Translation:The flag of Iceland is blue, white and red.

July 30, 2015



Talking about flags, I am so frustrated with Greenland. Look at the flags of the Nordic countries and their autonomous regions.

Denmark Denmark

Finland Finland

Iceland Iceland

Norway Norway

Sweden Sweden

Åland Islands Åland Islands

Faroe Islands Faroe Islands

Greenland Greenland

They all have this common motif of a cross centered to the left of the flag's center, but then Greenland comes along and decides, "Let's have a Polish flag with a circle."


It is indeed as sidestep from the Nordic Cross (as is the flag of Sápmi), but personally I think those two flags are incredibly beautiful.


Yeah, I agree. I was a bit too critical in my original comment.

And for anyone reading these comments who might not know what the Sami flag looks like, here it is:

Flag of Sápmi


Is Åland it's own autonomous region??? There seems to be a lot of debate on this.


Yes, it is an autonomous region of Finland.


In Swedish is the Oxford comma ever used? That is to say, could the sentence be written "Islands flagga är blå, vit, och röd", with a comma after vit?


No, not in edited text.


Why couldn't the translation be Iceland's flag is blue white and red. That seems more straight forward.


That is also accepted.


Why not iceland's flag??


That is also accepted.


Would it not be Icelandic flag? I'm probably just being stupid though.

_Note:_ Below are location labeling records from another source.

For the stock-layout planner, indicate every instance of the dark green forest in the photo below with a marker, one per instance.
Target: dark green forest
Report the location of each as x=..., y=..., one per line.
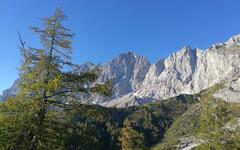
x=46, y=113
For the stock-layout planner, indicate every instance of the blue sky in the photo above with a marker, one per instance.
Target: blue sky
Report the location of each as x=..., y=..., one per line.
x=105, y=28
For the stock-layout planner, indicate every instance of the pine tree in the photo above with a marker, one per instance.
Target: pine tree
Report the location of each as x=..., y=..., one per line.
x=131, y=139
x=48, y=84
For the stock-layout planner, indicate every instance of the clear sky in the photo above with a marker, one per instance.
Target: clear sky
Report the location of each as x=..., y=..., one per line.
x=105, y=28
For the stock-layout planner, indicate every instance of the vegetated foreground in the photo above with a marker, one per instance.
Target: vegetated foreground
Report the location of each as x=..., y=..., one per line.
x=46, y=113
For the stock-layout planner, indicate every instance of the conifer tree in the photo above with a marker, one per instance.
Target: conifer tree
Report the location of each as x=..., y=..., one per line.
x=47, y=83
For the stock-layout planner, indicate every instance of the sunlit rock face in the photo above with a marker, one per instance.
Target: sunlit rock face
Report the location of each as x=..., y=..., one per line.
x=187, y=71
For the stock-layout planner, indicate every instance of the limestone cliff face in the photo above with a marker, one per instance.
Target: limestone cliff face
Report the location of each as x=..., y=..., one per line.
x=187, y=71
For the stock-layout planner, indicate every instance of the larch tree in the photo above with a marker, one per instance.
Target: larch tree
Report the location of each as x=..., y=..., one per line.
x=47, y=84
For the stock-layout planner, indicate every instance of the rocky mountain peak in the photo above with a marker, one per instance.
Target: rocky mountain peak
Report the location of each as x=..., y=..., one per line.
x=234, y=40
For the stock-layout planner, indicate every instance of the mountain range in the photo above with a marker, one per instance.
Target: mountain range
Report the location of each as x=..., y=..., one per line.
x=187, y=71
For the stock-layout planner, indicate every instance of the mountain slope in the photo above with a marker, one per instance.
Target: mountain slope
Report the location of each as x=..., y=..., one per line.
x=211, y=124
x=187, y=71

No, you're not being stupid, but it's not the same construction.

  • Iceland's flag = Islands flagga = noun, direct possessive
  • The flag of Iceland = Islands flagga = noun, the English uses a possessive construction that Swedish doesn't have, so the Swedish uses the same direct possessive as above
  • The Icelandic flag = Den isländska flaggan = adjective


Then how is one to know the difference between the first two, when translating from Swedish to English?


There is no difference between the first two, though. Just choose whichever is more idiomatic in English.

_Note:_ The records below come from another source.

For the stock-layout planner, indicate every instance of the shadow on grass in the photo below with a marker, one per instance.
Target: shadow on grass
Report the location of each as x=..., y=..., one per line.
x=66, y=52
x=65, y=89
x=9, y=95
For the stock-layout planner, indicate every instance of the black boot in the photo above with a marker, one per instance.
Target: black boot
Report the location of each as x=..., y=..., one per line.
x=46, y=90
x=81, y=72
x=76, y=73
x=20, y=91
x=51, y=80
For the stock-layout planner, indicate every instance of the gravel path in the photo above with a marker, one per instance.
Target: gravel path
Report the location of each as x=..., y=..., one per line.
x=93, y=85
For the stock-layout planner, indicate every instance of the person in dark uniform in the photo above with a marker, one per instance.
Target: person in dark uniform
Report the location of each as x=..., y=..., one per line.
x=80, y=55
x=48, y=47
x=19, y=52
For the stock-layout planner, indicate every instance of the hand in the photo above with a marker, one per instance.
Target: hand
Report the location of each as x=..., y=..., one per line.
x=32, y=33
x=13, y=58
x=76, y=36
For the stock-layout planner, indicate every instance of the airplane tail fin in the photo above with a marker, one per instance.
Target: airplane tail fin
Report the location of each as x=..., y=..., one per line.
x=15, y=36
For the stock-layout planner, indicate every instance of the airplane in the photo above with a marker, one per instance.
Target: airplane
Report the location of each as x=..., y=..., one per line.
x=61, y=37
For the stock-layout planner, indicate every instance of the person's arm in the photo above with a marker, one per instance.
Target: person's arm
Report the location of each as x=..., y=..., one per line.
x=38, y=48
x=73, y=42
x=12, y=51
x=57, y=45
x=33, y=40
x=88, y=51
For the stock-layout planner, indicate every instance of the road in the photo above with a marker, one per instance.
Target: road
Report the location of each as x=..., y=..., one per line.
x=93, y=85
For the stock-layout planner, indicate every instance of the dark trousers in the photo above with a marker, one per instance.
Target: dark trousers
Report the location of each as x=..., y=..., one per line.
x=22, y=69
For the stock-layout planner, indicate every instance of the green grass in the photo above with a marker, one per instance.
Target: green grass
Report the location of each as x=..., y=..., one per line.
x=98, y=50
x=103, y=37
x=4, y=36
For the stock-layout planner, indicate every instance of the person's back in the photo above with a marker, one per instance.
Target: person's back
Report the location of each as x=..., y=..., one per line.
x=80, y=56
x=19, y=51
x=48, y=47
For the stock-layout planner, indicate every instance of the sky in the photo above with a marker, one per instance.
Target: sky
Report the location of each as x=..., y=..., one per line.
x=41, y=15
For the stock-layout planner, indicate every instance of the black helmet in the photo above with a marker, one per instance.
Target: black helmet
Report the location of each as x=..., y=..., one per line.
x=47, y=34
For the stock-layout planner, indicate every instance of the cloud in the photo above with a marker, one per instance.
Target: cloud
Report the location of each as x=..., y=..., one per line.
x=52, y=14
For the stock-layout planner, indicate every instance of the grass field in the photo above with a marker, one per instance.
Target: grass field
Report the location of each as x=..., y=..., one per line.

Yeah, but sadly, on the many questions in which we click on words, we are forced to use the less idiomatic "noun of noun" structure. Who decided on this atrociousness? A Romance speaker? Or a Swede who learned English from Romance speakers?


That depends on the sentence. Often, we have to use less idiomatic structures because whatever we choose as the default translation is automatically picked for the reverse "translate into Swedish" exercise - and given the choice between teaching unidiomatic Swedish or unidiomatic English, that's a fairly simple choice. Did you have any specific sentence in mind?

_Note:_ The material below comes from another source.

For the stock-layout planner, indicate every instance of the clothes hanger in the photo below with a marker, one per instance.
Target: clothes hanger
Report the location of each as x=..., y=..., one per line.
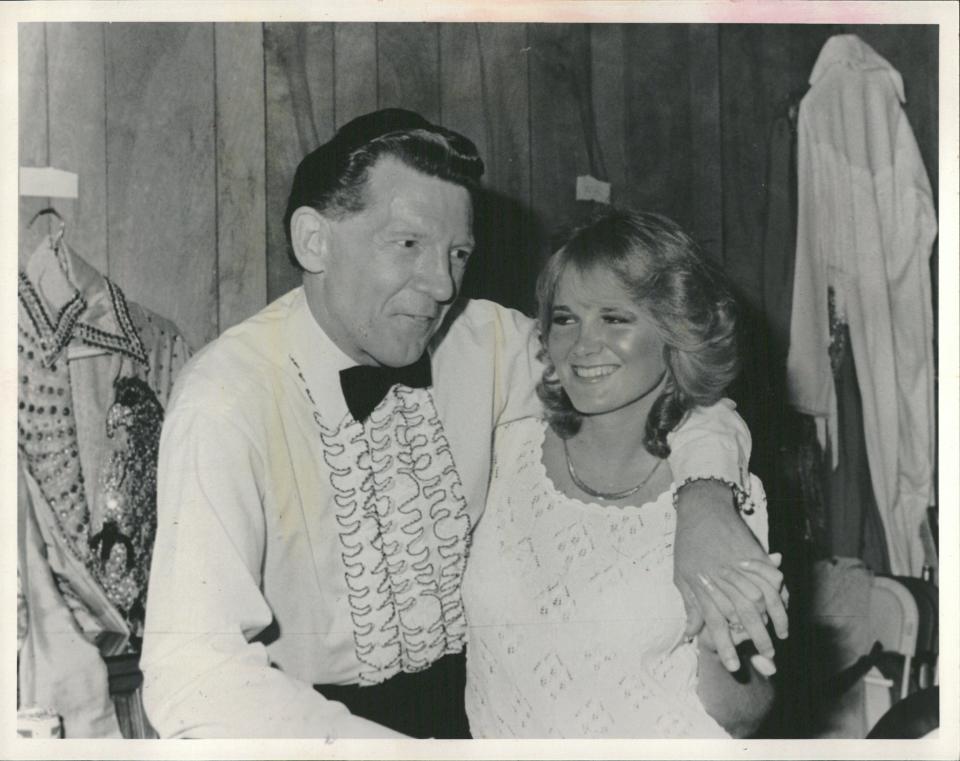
x=74, y=351
x=57, y=239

The course was created by native Swedes. There's really no need to be snide. We do try our best to address issues in the comments, make corrections, take input from native English speakers, etc.


How is my answer wrong when i dont have any grammatical nor structural errors?


Well, what did you put? We can't see your answers.


I wrote two mistakes in this sentence and still it counted it as correct and it didn't show the mistakes I made. Like this it's impossible to learn...


I guess you prefer the strictness of the French course then...lol...personally I prefer a bit of leniency. We will still learn with repetition and by progressing through the course.


This is exactly as you have written in Swedish and is an acceptable version in English


Your error report says "islands flag", not "Iceland's flag".